The managed fund surveillance by ASIC was conducted in October 2021 to examine performance and risk representations in managed fund marketing. It found some fund managers needed to do more to ensure the investment performance representations in their fund’s marketing were appropriate.

As a result, 13 responsible entities or trustees of investment funds voluntarily amended their marketing materials or practices across 18 funds. This included nine registered funds and nine unregistered funds with $1.4 billion in assets under management.

Concerns included inadequate warnings or disclaimers about past or future performance, comparing the product to lower-risk products, indices or benchmarks and the downplaying of other risks when promoting fund benefits.

The funds were:

  • The OTG Capital Asset Backed Investment Trust
  • ASCF Premium Capital Fund;
  • ASCF Select Income Fund;
  • ASCF High Yield Fund;
  • The Balmain Discrete Mortgage Income Trust;
  • BetaShares Australian Quality ETF;
  • Wealthlander Diversified Alternative Fund;
  • CFMG First Mortgage & Income Fund;
  • CFMG Land and Opportunity Fund;
  • Collins St Value Fund;
  • TAMIM Fund Credit;
  • FirstMac High Live;
  • Truepillars Investment Trust;
  • The Venture Crowd Trust No. 0481;
  • Venture Crowd Trust No. 0505;
  • UGC Global Alpha Fund;
  • UGC Platinum Alpha Fund; and
  • Wentworth Williamson Stable Income Fund.
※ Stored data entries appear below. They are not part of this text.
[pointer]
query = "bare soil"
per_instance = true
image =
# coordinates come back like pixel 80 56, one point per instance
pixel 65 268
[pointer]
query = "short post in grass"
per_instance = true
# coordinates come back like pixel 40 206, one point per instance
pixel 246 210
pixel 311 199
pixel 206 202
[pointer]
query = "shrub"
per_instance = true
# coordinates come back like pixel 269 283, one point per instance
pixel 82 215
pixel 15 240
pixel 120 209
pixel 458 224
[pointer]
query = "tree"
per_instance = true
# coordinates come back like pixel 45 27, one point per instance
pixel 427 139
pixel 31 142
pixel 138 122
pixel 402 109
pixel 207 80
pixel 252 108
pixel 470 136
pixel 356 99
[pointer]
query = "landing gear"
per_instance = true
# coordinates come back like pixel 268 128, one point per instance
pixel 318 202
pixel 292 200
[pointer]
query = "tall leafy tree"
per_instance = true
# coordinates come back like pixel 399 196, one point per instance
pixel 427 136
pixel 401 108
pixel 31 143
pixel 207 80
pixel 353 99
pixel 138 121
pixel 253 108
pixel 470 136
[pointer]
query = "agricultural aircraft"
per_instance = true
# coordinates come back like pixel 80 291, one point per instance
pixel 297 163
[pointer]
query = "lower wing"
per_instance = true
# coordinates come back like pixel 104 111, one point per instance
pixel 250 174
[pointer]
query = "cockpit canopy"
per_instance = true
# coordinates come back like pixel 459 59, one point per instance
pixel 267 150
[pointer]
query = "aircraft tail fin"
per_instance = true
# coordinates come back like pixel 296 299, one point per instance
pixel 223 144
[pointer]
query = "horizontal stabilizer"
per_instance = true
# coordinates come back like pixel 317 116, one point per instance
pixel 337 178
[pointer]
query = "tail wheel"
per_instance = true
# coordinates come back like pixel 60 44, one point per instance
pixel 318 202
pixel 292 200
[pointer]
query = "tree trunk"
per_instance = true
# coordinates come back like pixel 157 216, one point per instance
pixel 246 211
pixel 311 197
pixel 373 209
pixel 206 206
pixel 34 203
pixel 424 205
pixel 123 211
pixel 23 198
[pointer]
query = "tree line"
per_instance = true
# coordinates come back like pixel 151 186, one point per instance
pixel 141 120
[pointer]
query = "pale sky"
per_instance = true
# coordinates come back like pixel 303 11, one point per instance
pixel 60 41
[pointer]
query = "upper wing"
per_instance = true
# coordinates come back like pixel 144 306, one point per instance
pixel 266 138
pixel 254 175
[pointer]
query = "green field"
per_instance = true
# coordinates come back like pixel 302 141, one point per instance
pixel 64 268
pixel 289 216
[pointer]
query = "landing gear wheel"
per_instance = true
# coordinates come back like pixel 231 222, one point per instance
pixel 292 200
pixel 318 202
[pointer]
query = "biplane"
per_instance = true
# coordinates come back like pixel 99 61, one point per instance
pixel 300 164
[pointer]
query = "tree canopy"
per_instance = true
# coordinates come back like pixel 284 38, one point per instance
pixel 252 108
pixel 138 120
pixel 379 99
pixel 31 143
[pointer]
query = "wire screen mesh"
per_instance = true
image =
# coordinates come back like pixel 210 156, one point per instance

ASIC noted neither ASIC or a court had made any findings that the marketing was in breach of the law and the entities had not made any admissions of guilt or liability.

ASIC’s deputy chair Karen Chester said: “Our primary concern here is retail investors and potentially unsophisticated wholesale investors, especially retirees, making important investment decisions based on marketing that does not accurately represent fund performance.

“Investors are entitled to accurate information about the products they may decide to invest in. Responsible entities, trustees and investment managers must ensure that they don’t stray into ‘fair weather’ marketing.”

ASIC said it expected all responsible entities, trustees and investment managers to be familiar with the principles and regulatory guidance about marketing of managed funds and other financial products, including that: 

  • Marketing must give balanced messages about returns, features, benefits and significant risks;
  • Risk disclosure needs to be clear and prominent;
  • The safety, reliability or security of an investment should not be overstated;
  • Comparisons with other products or benchmarks must be appropriate and reasonable;
  • Any reliance on past performance must explain that it is not indicative of future performance; and
  • Care must be taken with the use of images, graphs and tables to ensure they are not confusing.